Daily NK sources reported that with the port’s shutdown, maritime transportation of goods near the Sino-North Korean border have completely come to a halt.

“All the harbors at Sinuiju Port, which were open until at least Jan. 24, have been completely shut down as of Jan. 25,” a North Pyongan Province source told Daily NK on Friday.

“Authorities are prohibiting the movement of both personnel and goods to stop the coronavirus from entering the country,” he added.

Daily NK sources explained that ships leaving for sea must normally receive a confirmation document and undergo a series of inspections at port customs, but all the customs offices are currently closed and all the boats are docked.

Sinuiju Port, which sits opposite the Chinese city of Dandong in Liaoning Province, is a hub for smuggling as well as official trade with China.

Government ships charged with clamping down on smuggling on the Yalu River have also halted operations, Daily NK sources reported.

“Since all the boats are docked, all the anti-smuggling boats working along the Yalu River have anchored as well,” one source said. “The military unit overseeing the boats have given orders that ‘nobody is to come into contact with Chinese people.’”

Smuggling along the Yalu River also appears to have largely stopped, according to Daily NK sources.

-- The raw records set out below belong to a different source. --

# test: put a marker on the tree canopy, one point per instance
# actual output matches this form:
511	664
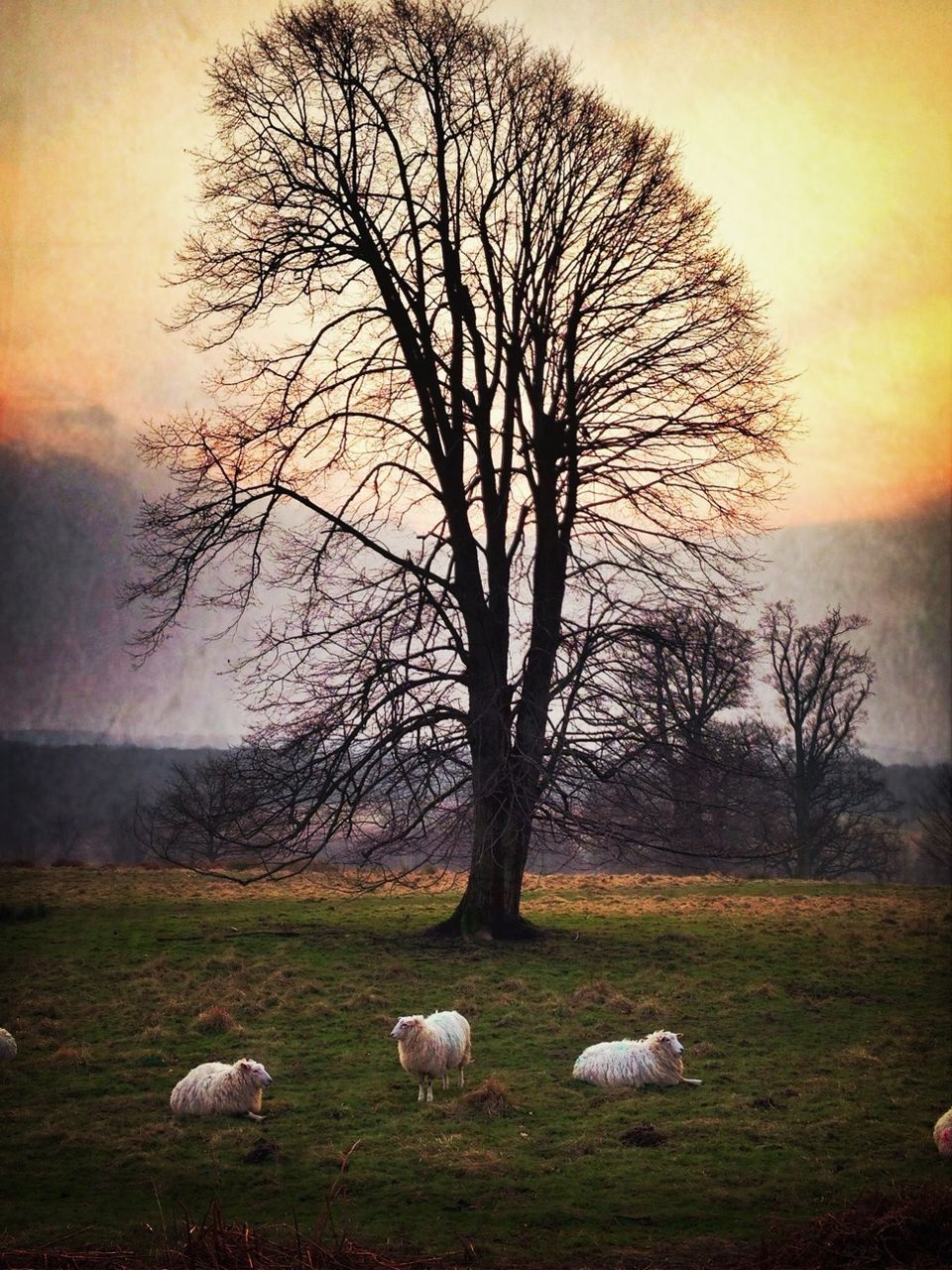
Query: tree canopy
492	386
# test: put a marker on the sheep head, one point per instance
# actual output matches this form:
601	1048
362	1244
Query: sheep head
670	1040
255	1070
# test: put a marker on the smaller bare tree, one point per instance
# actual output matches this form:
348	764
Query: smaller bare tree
678	784
839	812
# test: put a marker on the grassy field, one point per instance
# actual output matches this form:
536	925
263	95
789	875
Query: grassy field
817	1017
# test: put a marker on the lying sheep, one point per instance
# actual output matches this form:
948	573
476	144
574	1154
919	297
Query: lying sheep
218	1088
942	1133
431	1047
653	1061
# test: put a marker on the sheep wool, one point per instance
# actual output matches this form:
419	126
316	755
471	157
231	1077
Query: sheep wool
433	1047
221	1088
653	1061
942	1133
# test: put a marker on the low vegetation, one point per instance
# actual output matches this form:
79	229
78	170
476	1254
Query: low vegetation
816	1015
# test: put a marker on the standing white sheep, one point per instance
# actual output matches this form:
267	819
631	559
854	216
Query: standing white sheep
433	1047
942	1133
653	1061
221	1088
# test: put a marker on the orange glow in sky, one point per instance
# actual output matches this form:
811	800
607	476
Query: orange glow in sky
823	134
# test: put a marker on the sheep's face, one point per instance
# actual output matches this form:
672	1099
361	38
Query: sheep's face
670	1042
257	1071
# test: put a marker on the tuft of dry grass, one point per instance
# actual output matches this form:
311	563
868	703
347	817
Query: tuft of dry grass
490	1098
599	992
76	1055
216	1020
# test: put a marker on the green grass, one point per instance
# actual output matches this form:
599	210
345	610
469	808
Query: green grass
817	1017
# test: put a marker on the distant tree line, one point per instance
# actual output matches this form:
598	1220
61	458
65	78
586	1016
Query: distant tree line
77	802
675	771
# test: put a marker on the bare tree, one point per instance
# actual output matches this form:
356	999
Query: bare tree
492	384
838	808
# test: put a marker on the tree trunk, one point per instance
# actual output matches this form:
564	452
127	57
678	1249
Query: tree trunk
802	832
489	907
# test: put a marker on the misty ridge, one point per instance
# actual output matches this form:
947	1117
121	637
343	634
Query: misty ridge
85	738
63	802
67	522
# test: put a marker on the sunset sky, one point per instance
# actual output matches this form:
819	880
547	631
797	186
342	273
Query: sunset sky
821	131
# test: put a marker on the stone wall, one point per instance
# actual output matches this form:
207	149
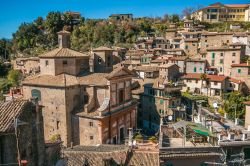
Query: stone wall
30	141
56	110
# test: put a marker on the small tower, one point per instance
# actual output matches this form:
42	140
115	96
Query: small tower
64	39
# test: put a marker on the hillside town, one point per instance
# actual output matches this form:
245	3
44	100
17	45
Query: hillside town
181	98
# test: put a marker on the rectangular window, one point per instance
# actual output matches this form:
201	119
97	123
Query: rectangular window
65	62
99	60
57	124
212	63
121	95
213	55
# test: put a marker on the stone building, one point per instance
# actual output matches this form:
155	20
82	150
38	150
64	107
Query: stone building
101	60
25	118
241	72
219	12
147	71
64	88
26	65
223	58
180	61
190	46
121	17
157	99
247	115
109	110
213	85
170	72
196	66
215	39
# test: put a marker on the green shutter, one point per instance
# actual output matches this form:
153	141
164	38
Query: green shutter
36	94
213	55
161	101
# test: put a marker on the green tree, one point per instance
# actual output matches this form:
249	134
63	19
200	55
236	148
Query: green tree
14	77
53	24
175	18
203	78
235	101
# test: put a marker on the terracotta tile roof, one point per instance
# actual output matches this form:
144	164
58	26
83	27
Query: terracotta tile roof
94	79
130	62
237	44
237	5
247	102
225	33
117	70
171	30
240	65
9	111
61	80
209	33
191	40
63	53
67	80
215	78
181	58
168	65
235	81
196	60
222	49
147	68
159	60
63	32
102	48
174	50
135	53
240	35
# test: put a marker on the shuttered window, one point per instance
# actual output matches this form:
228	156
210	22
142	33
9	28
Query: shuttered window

”The current atmosphere is such that if anyone were to say they were going out to smuggle, they would be branded a traitor,” one source said.

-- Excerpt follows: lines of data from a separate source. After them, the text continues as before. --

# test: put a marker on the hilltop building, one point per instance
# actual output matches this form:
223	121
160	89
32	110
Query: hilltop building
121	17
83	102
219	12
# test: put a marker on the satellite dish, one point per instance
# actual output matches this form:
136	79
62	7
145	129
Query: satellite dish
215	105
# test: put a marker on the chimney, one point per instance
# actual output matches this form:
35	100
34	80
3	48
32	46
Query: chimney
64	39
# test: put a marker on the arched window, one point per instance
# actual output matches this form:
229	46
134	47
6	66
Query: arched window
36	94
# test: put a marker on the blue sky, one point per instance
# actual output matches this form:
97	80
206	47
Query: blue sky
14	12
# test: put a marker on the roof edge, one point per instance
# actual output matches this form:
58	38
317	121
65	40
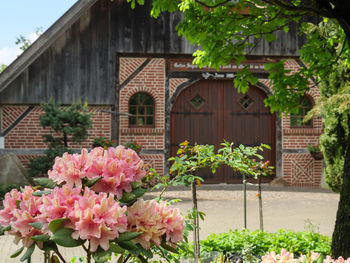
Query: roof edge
43	42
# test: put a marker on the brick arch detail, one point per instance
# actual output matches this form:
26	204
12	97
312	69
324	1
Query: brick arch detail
150	91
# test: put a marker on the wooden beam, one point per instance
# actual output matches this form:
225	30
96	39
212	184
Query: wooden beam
43	42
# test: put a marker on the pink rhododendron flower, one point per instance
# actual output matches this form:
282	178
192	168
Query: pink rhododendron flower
21	209
98	218
59	204
119	167
154	220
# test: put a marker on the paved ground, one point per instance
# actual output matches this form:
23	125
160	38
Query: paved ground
289	208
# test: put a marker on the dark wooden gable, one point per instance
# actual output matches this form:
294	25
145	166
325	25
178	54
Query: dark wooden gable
81	63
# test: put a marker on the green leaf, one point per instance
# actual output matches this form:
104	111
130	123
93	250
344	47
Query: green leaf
320	259
42	238
41	193
145	252
45	182
8	228
37	225
169	248
17	252
101	256
143	260
115	248
139	192
127	198
56	224
130	246
63	237
135	185
127	236
49	245
54	259
90	183
28	253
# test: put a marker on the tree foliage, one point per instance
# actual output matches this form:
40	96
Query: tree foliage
66	124
24	42
225	30
328	39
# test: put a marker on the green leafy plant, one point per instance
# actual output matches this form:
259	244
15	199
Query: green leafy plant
257	243
66	124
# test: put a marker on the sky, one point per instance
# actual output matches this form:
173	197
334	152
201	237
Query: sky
24	17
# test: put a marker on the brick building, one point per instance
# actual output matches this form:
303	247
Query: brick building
122	60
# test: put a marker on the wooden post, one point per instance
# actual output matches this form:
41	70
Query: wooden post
260	204
196	223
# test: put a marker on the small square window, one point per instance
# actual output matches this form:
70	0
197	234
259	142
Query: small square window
141	106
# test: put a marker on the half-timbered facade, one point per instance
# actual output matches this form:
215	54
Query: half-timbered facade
123	61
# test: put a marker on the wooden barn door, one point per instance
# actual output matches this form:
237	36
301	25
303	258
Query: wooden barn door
210	111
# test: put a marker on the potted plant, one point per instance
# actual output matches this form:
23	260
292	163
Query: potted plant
315	151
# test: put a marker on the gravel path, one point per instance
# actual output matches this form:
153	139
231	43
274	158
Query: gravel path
289	208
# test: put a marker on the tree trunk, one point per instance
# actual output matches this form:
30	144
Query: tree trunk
341	234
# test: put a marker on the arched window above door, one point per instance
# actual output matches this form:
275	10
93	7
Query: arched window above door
296	119
141	106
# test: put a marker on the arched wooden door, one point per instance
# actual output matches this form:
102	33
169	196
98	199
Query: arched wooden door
210	111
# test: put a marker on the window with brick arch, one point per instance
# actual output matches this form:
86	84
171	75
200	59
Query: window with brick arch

With North Korea constantly emphasizing the danger posed by the Wuhan coronavirus through state media along with intensifying its border security, smugglers are on their toes, Daily NK sources said.

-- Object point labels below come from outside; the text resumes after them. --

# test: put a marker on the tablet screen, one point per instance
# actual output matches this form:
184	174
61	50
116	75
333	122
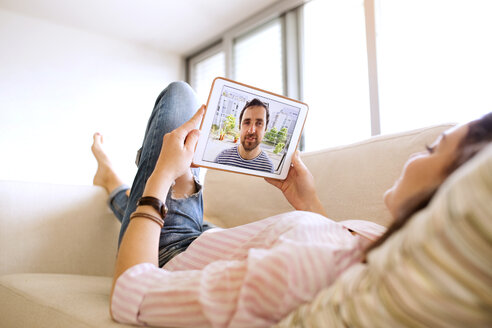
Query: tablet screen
249	131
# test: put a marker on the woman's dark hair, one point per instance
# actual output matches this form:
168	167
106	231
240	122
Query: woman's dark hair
478	136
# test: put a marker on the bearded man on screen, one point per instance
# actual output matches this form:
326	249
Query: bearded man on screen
253	122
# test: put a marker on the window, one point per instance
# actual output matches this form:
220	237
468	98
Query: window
204	71
335	77
434	60
258	57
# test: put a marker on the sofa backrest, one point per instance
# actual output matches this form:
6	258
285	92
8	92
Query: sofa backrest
350	181
56	229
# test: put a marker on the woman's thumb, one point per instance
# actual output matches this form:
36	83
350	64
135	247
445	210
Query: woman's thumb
192	139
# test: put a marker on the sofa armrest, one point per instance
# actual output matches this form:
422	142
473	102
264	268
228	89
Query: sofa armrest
56	229
350	181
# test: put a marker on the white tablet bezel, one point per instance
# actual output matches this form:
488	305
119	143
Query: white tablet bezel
207	121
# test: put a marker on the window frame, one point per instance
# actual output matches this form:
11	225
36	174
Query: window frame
291	13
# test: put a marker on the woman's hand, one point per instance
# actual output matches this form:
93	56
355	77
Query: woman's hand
176	155
299	188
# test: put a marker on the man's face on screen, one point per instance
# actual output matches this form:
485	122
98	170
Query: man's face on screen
253	127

Not only is there a fear of infection, but smugglers are also worried that being caught smuggling while the government is so intensely guarding the border might lead to much harsher punishment than usual.

Article source: “N. Korea shuts down Sinuiju Port amid coronavirus fears,” Mun Dong Hui, Daily NK, 4/2/2020.

The state is taking very serious measures. According to another Daily NK report (in Korean), medical staff has been dispatched to all customs houses along the Chinese border, and are checking the vitals of everyone who enters from China. In the Nampo port, North Korea’s commercially most important one, foreign passengers are forbidden from leaving their ships and entering the country.

As NK Pro reports, tourism is essentially completely banned, and border crossings with China and Russia completely shut aside from outbound movements of people (with some exceptions, as reported here by Daily NK). Goods may still cross by land between the countries. People who have been to China are quarantined for one month.

Predictably, goods prices have soared as a result of the border closings, particularly on manufactured and imported goods from China. Prices for goods like flour have gone up by 47 percent since January. This is itself very interesting, since we’ve seen such small or non-existent market price changes following sanctions thus far. The most likely reason is that sanctions actually do not greatly impact most goods that matter to people’s everyday lives, and the North Korean government won’t exactly stop goods from crossing the border. Here, however, the government itself is enforcing a blanket ban on crossings. It’s serious, and reportedly even for smugglers.